# Mouse guards



## AngelaL (Jun 25, 2015)

When do you think mouse guards ( 1/2 inch hardware cloth) should be put over the entance holes? How many holes should I leave open for winter? I am in a cold climate.( Ontario, Canada)


----------



## aunt betty (May 4, 2015)

I'm starting to put them on now and am way south of you if that helps.
The cool nights trigger the mice to start looking for a warm place. 

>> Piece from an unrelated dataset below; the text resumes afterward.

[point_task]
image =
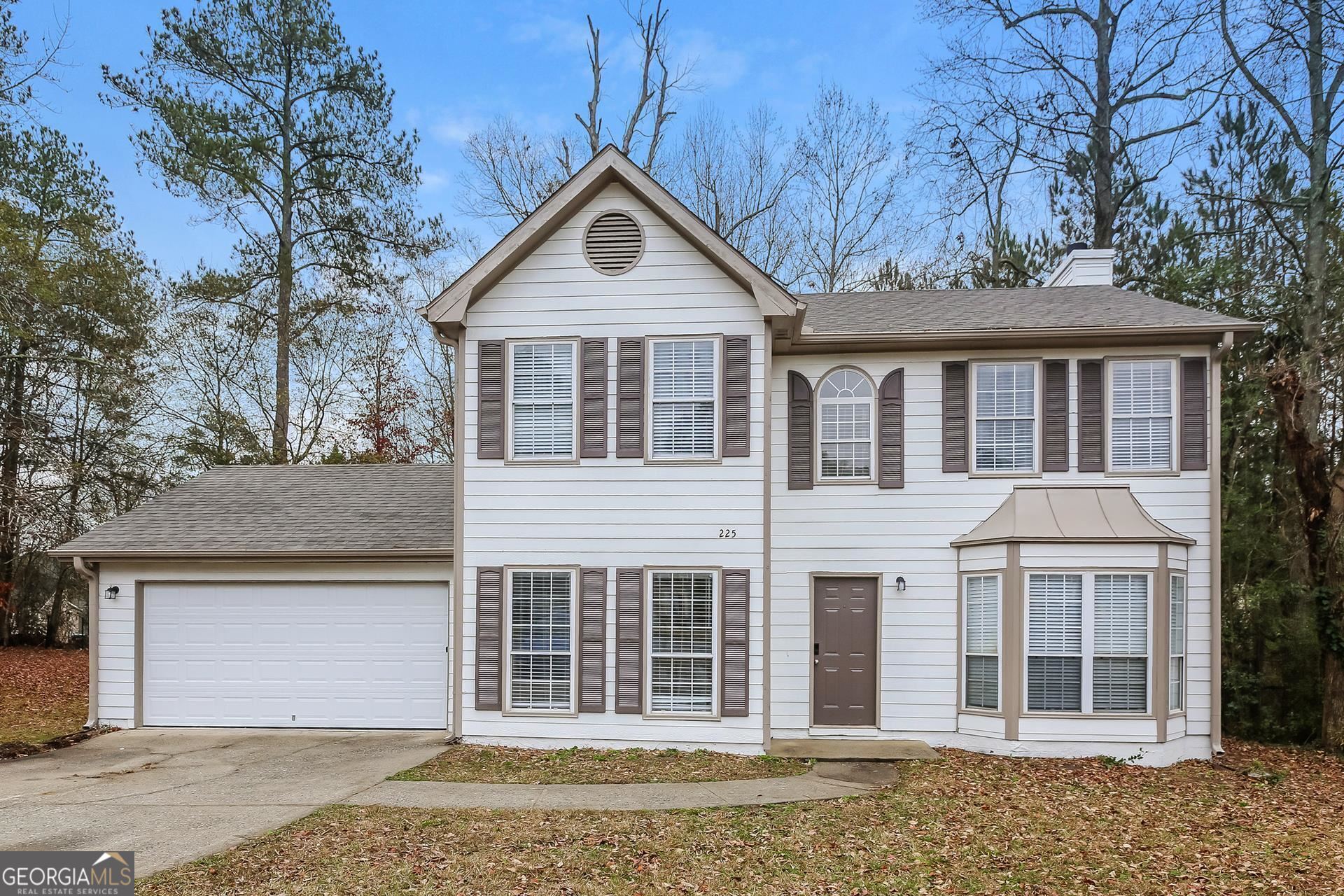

I think if you wait until the first frost you waited too long.


----------



## crofter (May 5, 2011)

Half inch mesh may not be completely mouse proof. I will soon put on entrance reducers as the bees have quit bearding. I drive a row of small nails vertical in the notch of the reducer spaced 5/16 of an inch apart. This leaves room enough between the nais and is not too much hindrance to dragging out of the drones. I will make a much smaller notch with the vertical nails when they quit flying and the drones are gone.


----------



## Original Cookie (Aug 23, 2015)

How can you tell if there isn't a mouse already in there. I put mine on a few days ago. I'm in Southern Maine. 





aunt betty said:


> I'm starting to put them on now and am way south of you if that helps.
> The cool nights trigger the mice to start looking for a warm place.
> 
> I think if you wait until the first frost you waited too long.


----------